Friday, 20 April 2012

April 13, arrival in Shanghai

It wasn’t too easy to sleep on the train. Although the bunk beds were reasonably comfortable, the train ride itself wasn’t very smooth. It seemed to clatter and bump along, and it wasn’t until the last half-an-hour or so into Shanghai that we seemed to hit smoother rails, by which time we were wide awake (well, awake anyway) and packed ready to disembark. Even so, we got some sleep and were met at the railway station by our latest guide – a young man called Tony.

Tony - this two-fingered thing seems very popular with the Chinese!
He took us off to see a couple of sights this morning, probably because it was far too early to check into the hotel (we arrived in Shanghai just before 8am). First, we visited the Jade Buddha Temple. Yes, another bloomin’ temple, but pretty enough and containing two very impressive buddhas carved from huge chunks of jade about 1000 years ago. Then we went to see the Yu Gardens in the old town, which were also very pretty. We managed to get Tony to pause for long enough to pop into Starbucks for a couple of coffees to go, as we were beginning to feel hungry and thirsty by now, and before long it was time to go to the hotel.

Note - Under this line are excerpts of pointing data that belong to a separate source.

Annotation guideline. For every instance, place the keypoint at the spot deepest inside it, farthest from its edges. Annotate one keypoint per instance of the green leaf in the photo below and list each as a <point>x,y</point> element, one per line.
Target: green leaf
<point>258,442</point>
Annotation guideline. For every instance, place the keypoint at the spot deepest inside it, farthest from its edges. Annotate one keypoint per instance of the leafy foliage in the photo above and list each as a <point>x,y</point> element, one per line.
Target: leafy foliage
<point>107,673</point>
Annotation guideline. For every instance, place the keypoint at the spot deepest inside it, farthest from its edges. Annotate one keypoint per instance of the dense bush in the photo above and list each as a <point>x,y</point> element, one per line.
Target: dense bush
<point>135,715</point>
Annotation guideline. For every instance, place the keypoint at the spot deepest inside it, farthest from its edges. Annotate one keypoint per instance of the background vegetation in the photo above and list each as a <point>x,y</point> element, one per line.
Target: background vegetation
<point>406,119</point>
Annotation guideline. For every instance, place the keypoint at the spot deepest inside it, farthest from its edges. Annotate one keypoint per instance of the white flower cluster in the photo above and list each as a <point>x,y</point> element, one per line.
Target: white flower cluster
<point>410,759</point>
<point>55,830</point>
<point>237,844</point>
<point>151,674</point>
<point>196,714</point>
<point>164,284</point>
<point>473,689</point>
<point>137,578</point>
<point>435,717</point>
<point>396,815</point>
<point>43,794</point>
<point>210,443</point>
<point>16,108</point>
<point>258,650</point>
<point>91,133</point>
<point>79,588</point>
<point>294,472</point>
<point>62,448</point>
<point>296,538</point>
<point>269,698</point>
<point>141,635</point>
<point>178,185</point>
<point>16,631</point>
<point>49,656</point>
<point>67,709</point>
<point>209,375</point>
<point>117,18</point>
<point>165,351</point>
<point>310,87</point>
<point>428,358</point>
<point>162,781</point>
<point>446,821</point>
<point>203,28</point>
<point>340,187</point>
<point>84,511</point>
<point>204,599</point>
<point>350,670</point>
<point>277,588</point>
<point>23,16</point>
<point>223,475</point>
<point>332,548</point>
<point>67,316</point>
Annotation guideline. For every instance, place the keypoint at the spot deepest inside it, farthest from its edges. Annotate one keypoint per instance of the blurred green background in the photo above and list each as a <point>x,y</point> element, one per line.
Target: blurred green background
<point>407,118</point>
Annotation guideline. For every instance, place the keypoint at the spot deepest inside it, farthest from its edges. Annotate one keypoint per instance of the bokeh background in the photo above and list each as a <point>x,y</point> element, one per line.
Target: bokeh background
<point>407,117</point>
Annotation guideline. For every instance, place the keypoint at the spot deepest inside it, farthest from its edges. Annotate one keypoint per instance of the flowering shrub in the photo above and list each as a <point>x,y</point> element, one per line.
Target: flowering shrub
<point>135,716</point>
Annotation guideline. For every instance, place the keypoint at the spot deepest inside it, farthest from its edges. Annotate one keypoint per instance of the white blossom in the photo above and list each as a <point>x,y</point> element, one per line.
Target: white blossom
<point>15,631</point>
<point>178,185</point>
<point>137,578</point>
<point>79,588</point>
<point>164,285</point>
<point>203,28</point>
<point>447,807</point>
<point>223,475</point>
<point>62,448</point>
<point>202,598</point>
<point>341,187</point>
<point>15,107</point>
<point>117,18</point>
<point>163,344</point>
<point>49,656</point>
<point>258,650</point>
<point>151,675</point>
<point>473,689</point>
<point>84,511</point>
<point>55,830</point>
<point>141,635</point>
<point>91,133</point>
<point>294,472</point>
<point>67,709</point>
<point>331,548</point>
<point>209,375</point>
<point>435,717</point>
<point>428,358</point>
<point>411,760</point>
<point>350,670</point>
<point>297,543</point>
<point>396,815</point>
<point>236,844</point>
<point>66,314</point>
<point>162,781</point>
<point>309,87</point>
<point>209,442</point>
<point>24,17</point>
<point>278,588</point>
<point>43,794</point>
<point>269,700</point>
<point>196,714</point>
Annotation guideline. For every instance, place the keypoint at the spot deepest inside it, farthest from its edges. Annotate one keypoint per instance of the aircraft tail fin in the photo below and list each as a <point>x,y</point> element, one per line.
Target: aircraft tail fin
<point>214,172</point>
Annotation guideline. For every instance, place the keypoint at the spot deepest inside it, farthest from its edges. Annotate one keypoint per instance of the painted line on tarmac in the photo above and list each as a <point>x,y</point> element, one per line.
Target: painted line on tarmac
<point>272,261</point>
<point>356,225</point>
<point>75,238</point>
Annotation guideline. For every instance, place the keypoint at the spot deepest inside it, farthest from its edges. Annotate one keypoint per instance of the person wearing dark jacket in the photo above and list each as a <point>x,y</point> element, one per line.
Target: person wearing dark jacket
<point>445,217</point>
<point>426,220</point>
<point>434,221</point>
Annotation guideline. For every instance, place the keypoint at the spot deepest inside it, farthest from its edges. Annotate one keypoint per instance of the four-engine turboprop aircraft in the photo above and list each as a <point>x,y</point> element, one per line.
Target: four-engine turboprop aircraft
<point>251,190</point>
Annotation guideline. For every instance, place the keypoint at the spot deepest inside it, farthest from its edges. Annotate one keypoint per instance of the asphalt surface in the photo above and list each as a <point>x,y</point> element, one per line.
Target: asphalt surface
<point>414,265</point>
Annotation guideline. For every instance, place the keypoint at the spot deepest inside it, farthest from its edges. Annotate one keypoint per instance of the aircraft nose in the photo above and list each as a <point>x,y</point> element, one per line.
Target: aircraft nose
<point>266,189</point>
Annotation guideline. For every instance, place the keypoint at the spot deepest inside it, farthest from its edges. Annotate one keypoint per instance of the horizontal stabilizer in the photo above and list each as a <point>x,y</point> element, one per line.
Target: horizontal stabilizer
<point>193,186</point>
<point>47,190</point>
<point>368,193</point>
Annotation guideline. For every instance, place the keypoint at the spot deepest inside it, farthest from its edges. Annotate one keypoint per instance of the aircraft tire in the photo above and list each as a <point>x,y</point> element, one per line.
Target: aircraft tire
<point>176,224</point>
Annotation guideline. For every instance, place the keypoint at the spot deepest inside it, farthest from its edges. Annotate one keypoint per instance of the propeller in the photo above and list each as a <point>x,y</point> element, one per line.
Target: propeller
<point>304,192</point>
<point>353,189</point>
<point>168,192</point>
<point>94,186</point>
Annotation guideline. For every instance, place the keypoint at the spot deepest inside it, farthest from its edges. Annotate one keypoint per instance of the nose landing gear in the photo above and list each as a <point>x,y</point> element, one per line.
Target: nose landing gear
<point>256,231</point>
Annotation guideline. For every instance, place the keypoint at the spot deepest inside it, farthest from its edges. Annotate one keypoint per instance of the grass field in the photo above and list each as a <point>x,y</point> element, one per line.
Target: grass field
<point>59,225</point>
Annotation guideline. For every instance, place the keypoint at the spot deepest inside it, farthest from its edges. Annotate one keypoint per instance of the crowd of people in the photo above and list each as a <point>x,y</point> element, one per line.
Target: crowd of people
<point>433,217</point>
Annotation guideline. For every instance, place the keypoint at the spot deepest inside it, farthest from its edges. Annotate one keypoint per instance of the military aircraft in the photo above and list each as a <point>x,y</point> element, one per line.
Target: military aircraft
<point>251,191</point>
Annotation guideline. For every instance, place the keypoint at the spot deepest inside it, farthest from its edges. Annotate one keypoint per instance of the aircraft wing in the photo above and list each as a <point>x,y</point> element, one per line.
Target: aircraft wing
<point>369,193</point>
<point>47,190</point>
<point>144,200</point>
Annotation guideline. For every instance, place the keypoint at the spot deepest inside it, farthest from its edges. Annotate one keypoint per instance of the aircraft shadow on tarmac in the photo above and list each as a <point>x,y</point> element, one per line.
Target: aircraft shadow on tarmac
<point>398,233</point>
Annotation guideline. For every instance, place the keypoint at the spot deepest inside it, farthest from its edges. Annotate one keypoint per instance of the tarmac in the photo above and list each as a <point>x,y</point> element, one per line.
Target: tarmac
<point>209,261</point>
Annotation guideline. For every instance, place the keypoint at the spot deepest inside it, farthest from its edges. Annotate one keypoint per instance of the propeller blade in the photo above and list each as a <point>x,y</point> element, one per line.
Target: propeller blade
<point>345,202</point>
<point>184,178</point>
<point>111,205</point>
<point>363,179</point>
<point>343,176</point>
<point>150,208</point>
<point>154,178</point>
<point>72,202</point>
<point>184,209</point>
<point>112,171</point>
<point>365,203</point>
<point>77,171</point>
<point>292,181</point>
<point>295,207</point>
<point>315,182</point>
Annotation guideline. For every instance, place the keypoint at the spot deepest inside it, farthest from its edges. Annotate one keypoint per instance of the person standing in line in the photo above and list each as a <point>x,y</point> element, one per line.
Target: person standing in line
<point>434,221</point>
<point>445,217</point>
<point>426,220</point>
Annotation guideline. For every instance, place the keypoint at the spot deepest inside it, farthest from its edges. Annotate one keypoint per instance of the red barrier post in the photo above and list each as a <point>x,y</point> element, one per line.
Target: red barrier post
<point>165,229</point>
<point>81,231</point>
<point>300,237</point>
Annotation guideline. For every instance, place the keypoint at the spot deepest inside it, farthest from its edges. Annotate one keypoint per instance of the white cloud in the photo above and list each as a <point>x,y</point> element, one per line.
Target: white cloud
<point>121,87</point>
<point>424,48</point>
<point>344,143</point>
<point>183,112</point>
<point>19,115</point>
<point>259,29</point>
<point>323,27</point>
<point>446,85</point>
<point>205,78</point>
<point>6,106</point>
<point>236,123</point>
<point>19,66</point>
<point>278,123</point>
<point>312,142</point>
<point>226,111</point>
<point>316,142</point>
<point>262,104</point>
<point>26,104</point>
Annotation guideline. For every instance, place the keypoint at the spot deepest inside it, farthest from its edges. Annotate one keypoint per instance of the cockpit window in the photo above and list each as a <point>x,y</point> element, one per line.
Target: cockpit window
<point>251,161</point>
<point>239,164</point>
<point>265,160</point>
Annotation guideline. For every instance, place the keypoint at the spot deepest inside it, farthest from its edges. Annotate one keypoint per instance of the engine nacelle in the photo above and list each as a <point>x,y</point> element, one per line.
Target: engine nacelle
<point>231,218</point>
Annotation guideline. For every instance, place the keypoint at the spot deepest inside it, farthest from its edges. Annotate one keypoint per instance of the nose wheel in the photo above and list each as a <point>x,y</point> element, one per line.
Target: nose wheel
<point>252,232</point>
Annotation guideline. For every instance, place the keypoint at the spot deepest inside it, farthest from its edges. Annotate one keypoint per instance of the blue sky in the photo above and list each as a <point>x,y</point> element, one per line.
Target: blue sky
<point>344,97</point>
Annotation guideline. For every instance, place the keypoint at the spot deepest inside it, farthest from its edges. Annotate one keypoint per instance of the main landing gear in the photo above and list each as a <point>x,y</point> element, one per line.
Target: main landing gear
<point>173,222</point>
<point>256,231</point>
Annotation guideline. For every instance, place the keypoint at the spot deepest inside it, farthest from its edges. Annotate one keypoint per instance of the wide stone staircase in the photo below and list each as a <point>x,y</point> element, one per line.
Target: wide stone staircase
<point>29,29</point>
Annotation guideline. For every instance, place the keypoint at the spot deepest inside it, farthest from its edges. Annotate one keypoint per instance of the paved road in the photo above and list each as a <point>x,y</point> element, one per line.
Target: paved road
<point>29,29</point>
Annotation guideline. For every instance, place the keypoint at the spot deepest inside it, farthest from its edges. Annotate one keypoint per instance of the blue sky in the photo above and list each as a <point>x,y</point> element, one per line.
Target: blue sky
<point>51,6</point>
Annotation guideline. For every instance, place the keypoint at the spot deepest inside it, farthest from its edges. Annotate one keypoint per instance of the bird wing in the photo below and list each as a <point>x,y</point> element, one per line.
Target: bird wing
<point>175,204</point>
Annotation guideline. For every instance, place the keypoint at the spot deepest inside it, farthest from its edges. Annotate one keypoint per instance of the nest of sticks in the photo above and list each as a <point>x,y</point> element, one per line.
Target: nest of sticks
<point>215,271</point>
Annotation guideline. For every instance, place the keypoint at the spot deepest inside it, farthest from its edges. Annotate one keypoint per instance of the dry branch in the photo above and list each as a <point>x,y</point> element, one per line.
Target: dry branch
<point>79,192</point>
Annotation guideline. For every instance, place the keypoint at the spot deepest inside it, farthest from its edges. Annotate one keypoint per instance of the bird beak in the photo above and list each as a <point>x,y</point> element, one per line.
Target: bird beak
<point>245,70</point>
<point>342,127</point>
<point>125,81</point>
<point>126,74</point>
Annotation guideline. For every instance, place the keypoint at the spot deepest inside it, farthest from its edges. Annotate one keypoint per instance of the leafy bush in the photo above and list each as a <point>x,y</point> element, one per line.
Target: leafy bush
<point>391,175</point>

The famous tea house in the old town (near Starbucks!)
Part of the lovely Yu Gardens
Now, you remember I said that the Nam Hai Resort Hotel in central Vietnam was easily the best hotel we have ever stayed in? Mmmm....might have to rethink that. We are staying at the Fairmont Peace Hotel on the Bund in Shanghai, and despite the fact we arrived looking a little dishevelled and unshaven (well, I was, anyway) they upgraded us to a river view suite, and what a suite it is! There are three doors leading off from the entrance hall. One leads to the guest loo (it says “Powder Room” on the light switch) so that when we entertain, our guests don’t have to use our bathroom! The second door leads to a suite of two further rooms – a sitting room and a dining room. Both are simply beautiful. The third door leads to a suite of three further rooms (yes – that’s six in all!). The bedroom is huge, and leads to a dressing room/wardrobe suite on one side and a huge bathroom on the other. There is a very large standalone bath, a walk-in shower, a loo screened off by frosted glass and two sinks in front of a big mirror. We could get used to this!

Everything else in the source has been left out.